Dozens of those flights were made after Jan. 31, when the registration expired. The plane flew as recently as Monday, when it was used to transport Team Trump between La Guardia Airport and Buffalo for a campaign event on the eve of the primary in New York. On Friday, it flew to Plattsburgh, N.Y., and to Hartford for rallies in those cities, according to radio transmissions broadcast by the plane that were archived on a flight data website and reviewed by The Times.
The F.A.A. warned Mr. Trump that the Cessna’s registration was set to expire, records show.

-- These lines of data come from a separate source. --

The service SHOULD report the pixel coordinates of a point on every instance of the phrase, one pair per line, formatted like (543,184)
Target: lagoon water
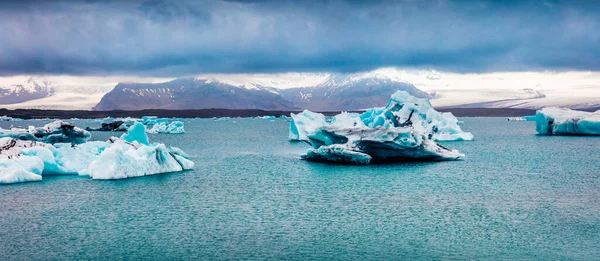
(515,196)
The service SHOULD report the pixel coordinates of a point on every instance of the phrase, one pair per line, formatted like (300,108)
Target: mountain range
(313,91)
(29,90)
(333,93)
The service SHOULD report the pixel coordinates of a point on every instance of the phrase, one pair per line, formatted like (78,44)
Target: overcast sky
(174,38)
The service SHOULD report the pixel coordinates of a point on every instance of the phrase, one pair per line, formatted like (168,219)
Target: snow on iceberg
(403,110)
(406,129)
(560,121)
(15,168)
(175,127)
(130,156)
(364,145)
(126,160)
(153,125)
(54,132)
(305,122)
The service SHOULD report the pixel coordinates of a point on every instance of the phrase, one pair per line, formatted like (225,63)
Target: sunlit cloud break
(175,38)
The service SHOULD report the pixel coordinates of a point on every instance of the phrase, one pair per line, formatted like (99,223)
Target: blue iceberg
(175,127)
(15,168)
(54,132)
(154,125)
(405,130)
(403,110)
(364,145)
(560,121)
(132,155)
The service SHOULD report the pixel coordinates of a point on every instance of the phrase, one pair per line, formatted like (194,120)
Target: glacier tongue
(560,121)
(406,129)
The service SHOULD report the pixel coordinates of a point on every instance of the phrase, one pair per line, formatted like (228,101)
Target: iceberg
(404,130)
(7,118)
(364,145)
(403,110)
(114,125)
(305,122)
(54,132)
(560,121)
(153,125)
(132,155)
(175,127)
(15,168)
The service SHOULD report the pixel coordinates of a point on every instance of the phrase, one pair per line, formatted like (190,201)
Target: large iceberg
(364,145)
(560,121)
(404,130)
(132,155)
(403,110)
(54,132)
(305,122)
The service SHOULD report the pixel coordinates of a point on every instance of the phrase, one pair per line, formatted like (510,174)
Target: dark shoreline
(209,113)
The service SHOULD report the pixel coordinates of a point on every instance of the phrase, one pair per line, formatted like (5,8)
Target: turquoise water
(516,196)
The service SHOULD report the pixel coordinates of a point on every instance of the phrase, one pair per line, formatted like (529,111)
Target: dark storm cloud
(172,38)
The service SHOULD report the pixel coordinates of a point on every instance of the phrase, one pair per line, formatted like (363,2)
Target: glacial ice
(364,145)
(305,122)
(175,127)
(130,156)
(126,160)
(15,168)
(54,132)
(136,133)
(560,121)
(403,110)
(406,129)
(154,125)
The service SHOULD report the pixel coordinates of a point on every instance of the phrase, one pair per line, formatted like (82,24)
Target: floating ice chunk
(126,160)
(7,118)
(559,121)
(63,159)
(15,168)
(137,132)
(403,110)
(114,125)
(175,127)
(345,119)
(54,132)
(267,117)
(364,145)
(117,158)
(305,122)
(22,169)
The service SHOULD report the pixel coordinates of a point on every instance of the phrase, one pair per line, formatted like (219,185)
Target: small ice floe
(560,121)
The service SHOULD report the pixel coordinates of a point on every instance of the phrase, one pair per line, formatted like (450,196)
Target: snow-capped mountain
(321,92)
(31,89)
(350,92)
(192,93)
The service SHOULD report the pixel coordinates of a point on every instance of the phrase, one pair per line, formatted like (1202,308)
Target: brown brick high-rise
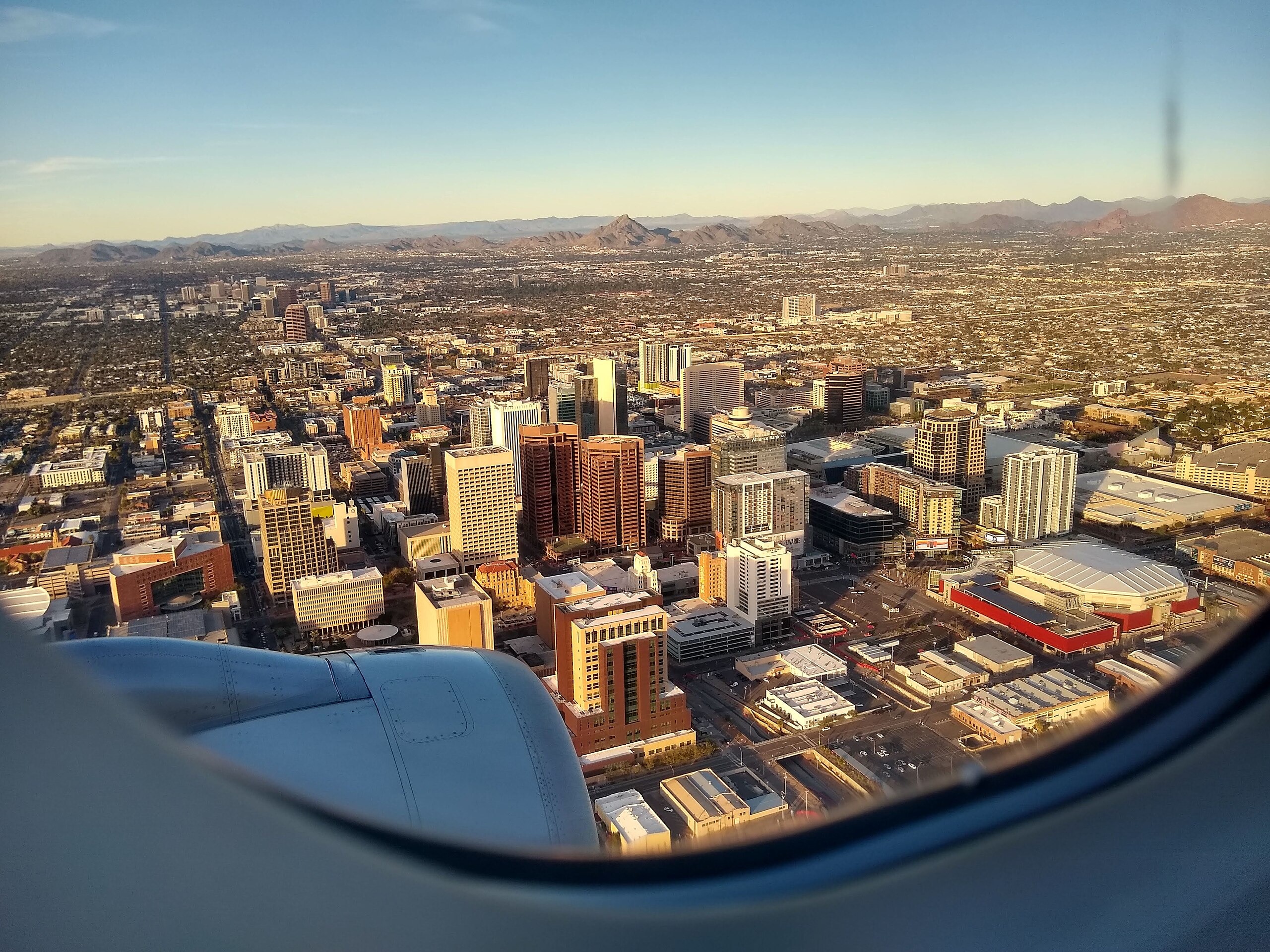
(550,460)
(613,493)
(685,492)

How could it be that a plane is no longer registered? Easy. Stop at any big or small airport, and there’s a fair chance you’ll find people who don’t know they have to renew their plane’s registration, because up until a few years ago, they didn’t have to.
Up until 2010, once an aircraft registration was assigned, it lasted forever without renewal. That year, the FAA announced it would cancel all registrations over a three-year period and owners would have to register them every three years.
The reason is the FAA has lost track of how many airplanes in the nation were actually still around. By requiring registration, the theory goes, the FAA will have a better idea of the size of the country’s aviation fleet, big and small.
The cost for registration? $5. That assumes you get the renewal notice from the FAA, which many pilots don’t because planes changed hands all the time and there was no mechanism — or at least incentive — for owners to keep the names and addresses of owners current.
Of course, the registration has nothing to do with the plane’s suitability to fly. Registration has nothing to do with the mandated maintenance and inspection schedule.
What the lack of registration could provide, is a means for the anti-Trump crowd to make life slightly more aggravating. They can take his registration number and force him to spend the money to repaint the plane with a new one.
However, the FAA isn’t making that easy. By its own rules, the FAA will only hold a registration numbe for 30 days after expiration. So time should be up for N725DT (which consists of the address of Trump Tower and his initials), whose registration expired in January. But the FAA is not allowing anyone to claim it as their own, a task that would also require only $10.